The policy report, titled “Transnational Organized Crime and the Convergence of Cyber-Enabled Fraud, Underground Banking, and Technological Innovation: A Shifting Threat Landscape”, was issued this month by the U.N. Office on Drugs and Crime (UNODC).
The report pointed out that “the transnational organised crime threat landscape in Southeast Asia is evolving faster than in any previous point in history”.
“This change has been marked by growth in the production and trafficking of synthetic drugs and cyber-enabled fraud, driven by highly sophisticated syndicates and complex networks of money launderers, human traffickers, and a growing number of other service providers and facilitators,” it added.
Despite mounting law enforcement efforts, the U.N. agency estimated that cyber-enabled fraud “has continued to intensify, resulting in estimated financial losses of between US$18 billion and US$37 billion from scams targeting victims in East and Southeast Asia in 2023”.
The UNODC suggested that “the sheer scale of proceeds being generated within the region’s booming illicit economy has required the professionalisation and innovation of money laundering activities,” adding that transnational criminal groups in Southeast Asia “have emerged as global market leaders”.
It stated: “Building on existing underground banking infrastructure including under-regulated casinos, junkets, and illegal online gambling platforms that have adopted cryptocurrency, the proliferation of high-risk virtual asset service providers (VASPs) across Southeast Asia have now emerged as a new vehicle through which this has taken place, servicing criminal industries without accountability.”
Masood Karimipour, UNODC regional representative for Southeast Asia and the Pacific, said in prepared remarks that organised crime groups were “converging and exploiting vulnerabilities, and the evolving situation is rapidly outpacing governments’ capacity to contain it”.
He said criminal groups were “producing larger scale and harder to detect fraud, money laundering, underground banking and online scams”.
Mr Karimipour added: “This has led to the creation of a criminal service economy, and the region has now emerged as a key testing ground for transnational criminal networks looking to expand their influence and diversify into new business lines.”

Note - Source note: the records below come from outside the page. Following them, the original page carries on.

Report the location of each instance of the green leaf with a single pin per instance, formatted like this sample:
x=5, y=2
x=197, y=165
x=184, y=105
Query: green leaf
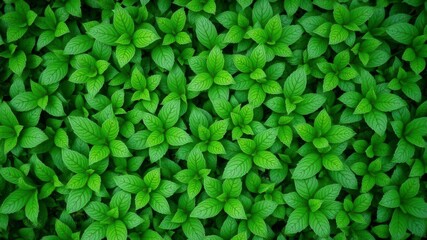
x=263, y=208
x=152, y=178
x=129, y=183
x=306, y=132
x=7, y=117
x=339, y=134
x=95, y=231
x=377, y=121
x=15, y=201
x=402, y=32
x=193, y=229
x=122, y=21
x=298, y=221
x=391, y=199
x=169, y=114
x=144, y=37
x=362, y=202
x=132, y=220
x=32, y=137
x=267, y=160
x=238, y=166
x=320, y=224
x=78, y=44
x=323, y=122
x=207, y=209
x=87, y=130
x=201, y=82
x=338, y=34
x=206, y=32
x=416, y=207
x=398, y=225
x=328, y=193
x=104, y=33
x=124, y=54
x=295, y=83
x=159, y=203
x=307, y=167
x=215, y=61
x=121, y=200
x=25, y=101
x=388, y=102
x=310, y=103
x=77, y=199
x=177, y=137
x=164, y=57
x=116, y=231
x=332, y=162
x=258, y=226
x=234, y=208
x=74, y=161
x=119, y=149
x=409, y=188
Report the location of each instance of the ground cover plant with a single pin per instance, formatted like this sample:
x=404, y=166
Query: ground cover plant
x=203, y=119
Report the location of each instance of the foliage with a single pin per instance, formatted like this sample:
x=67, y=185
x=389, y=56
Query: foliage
x=204, y=119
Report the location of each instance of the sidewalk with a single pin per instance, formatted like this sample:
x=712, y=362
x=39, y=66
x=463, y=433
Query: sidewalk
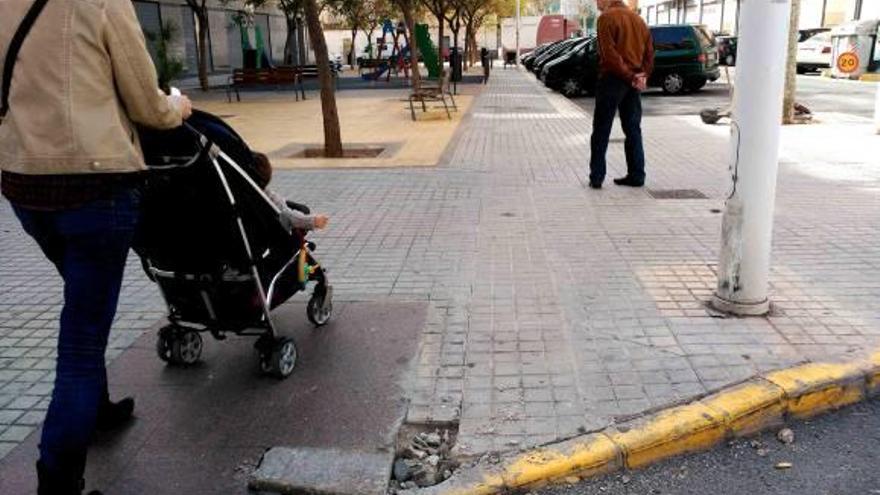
x=552, y=309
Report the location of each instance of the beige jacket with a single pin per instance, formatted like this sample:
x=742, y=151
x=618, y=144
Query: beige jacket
x=82, y=78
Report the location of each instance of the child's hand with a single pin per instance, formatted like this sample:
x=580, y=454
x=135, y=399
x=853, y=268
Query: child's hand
x=321, y=221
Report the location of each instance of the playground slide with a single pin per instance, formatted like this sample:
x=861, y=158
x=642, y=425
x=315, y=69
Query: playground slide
x=375, y=75
x=428, y=50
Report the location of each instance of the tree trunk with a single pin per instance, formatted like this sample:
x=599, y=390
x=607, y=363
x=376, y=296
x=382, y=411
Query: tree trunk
x=332, y=131
x=413, y=46
x=290, y=43
x=788, y=99
x=352, y=55
x=441, y=20
x=370, y=41
x=202, y=19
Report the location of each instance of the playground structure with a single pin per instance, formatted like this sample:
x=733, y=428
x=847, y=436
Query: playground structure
x=397, y=62
x=399, y=59
x=253, y=56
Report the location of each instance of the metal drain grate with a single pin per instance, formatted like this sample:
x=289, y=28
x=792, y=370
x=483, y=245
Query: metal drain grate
x=676, y=194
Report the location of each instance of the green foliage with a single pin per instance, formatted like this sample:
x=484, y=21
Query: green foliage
x=168, y=67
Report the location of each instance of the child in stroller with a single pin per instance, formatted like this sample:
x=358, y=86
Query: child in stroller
x=216, y=243
x=293, y=215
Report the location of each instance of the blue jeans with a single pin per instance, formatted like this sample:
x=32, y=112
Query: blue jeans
x=613, y=95
x=89, y=246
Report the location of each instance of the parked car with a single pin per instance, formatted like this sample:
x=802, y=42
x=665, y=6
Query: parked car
x=529, y=58
x=727, y=45
x=576, y=72
x=727, y=49
x=552, y=53
x=814, y=53
x=685, y=58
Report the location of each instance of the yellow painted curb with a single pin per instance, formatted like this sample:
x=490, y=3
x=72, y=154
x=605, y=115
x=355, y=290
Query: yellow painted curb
x=749, y=407
x=676, y=431
x=812, y=389
x=740, y=410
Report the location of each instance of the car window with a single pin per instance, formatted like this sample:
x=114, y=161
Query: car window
x=706, y=38
x=823, y=37
x=671, y=38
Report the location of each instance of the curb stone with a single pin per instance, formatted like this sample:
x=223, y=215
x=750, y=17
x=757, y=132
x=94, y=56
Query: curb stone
x=741, y=410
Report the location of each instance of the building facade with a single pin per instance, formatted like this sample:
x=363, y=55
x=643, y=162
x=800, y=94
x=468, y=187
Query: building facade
x=224, y=34
x=722, y=16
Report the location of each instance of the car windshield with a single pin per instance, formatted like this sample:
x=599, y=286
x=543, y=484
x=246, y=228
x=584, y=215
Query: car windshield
x=706, y=38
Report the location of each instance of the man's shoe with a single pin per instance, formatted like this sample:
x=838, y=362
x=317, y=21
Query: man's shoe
x=66, y=482
x=112, y=415
x=628, y=181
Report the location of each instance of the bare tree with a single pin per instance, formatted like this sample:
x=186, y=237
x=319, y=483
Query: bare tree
x=409, y=8
x=453, y=18
x=378, y=12
x=439, y=9
x=474, y=13
x=200, y=9
x=332, y=131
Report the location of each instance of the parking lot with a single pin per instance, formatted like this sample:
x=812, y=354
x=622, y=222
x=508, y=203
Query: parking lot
x=819, y=94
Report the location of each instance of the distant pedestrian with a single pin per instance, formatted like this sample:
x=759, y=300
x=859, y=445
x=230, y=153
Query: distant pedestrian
x=487, y=67
x=71, y=166
x=626, y=54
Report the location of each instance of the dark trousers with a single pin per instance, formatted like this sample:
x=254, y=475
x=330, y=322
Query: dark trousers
x=613, y=95
x=89, y=246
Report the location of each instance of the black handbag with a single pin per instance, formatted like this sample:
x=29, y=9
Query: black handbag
x=12, y=55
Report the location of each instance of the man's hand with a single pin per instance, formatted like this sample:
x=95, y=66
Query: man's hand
x=182, y=104
x=321, y=221
x=640, y=81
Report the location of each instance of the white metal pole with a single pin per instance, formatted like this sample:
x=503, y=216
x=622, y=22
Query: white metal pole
x=517, y=31
x=877, y=111
x=747, y=227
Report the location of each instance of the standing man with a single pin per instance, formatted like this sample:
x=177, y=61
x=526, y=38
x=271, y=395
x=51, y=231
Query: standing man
x=71, y=166
x=484, y=61
x=626, y=53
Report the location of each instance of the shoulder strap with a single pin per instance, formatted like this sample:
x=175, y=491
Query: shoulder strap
x=14, y=47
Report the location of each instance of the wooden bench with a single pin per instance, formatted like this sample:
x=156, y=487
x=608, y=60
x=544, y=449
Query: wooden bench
x=279, y=77
x=433, y=91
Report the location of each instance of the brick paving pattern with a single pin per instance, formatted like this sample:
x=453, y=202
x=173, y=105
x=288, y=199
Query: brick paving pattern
x=554, y=309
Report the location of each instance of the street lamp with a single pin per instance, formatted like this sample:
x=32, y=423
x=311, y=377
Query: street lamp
x=517, y=32
x=747, y=226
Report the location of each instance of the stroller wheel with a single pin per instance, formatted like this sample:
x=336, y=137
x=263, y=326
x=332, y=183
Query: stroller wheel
x=186, y=348
x=163, y=343
x=319, y=311
x=279, y=360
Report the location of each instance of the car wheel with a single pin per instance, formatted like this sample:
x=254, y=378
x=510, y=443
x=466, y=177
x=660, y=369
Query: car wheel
x=571, y=88
x=673, y=84
x=697, y=84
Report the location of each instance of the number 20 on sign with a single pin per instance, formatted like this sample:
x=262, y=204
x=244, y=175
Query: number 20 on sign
x=848, y=62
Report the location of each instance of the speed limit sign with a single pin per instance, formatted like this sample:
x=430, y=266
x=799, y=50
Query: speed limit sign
x=848, y=62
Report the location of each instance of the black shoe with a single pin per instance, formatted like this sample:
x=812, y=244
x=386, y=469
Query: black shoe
x=627, y=181
x=66, y=482
x=112, y=415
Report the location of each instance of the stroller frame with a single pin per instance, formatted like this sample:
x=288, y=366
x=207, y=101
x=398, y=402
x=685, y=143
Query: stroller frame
x=180, y=341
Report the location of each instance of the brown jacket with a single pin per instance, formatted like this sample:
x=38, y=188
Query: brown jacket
x=625, y=44
x=82, y=78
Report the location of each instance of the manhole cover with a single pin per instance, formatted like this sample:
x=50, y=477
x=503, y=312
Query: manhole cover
x=346, y=153
x=676, y=194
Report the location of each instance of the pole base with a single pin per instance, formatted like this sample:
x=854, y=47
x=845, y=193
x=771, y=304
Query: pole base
x=740, y=308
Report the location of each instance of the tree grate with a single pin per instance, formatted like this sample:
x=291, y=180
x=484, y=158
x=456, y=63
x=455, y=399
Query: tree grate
x=676, y=194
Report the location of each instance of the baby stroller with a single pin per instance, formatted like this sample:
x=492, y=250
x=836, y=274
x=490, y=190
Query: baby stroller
x=211, y=239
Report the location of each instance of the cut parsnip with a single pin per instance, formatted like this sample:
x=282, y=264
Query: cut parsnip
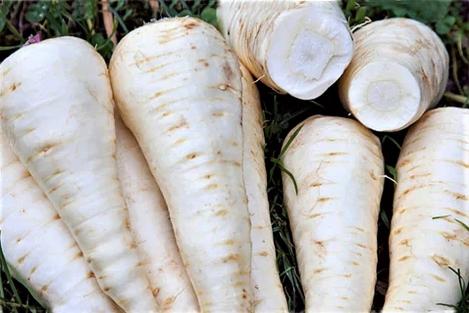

The report outlined recent cases that it claimed to demonstrate “how under-regulated online gambling platforms and increasingly high-risk and often unauthorized VASPs … are being used by major organised crime groups to move, launder and integrate billions in criminal proceeds into the financial system without accountability.” the UNODC said in a press release.
Cases examined “also highlight how illegal online casino operators have diversified business lines to include cyber-enabled fraud and crypto-based money laundering services.
“Extensive evidence shows organised crime influence within casino compounds, special economic zones and border areas [in Southeast Asia] to conceal illicit activities,” it added.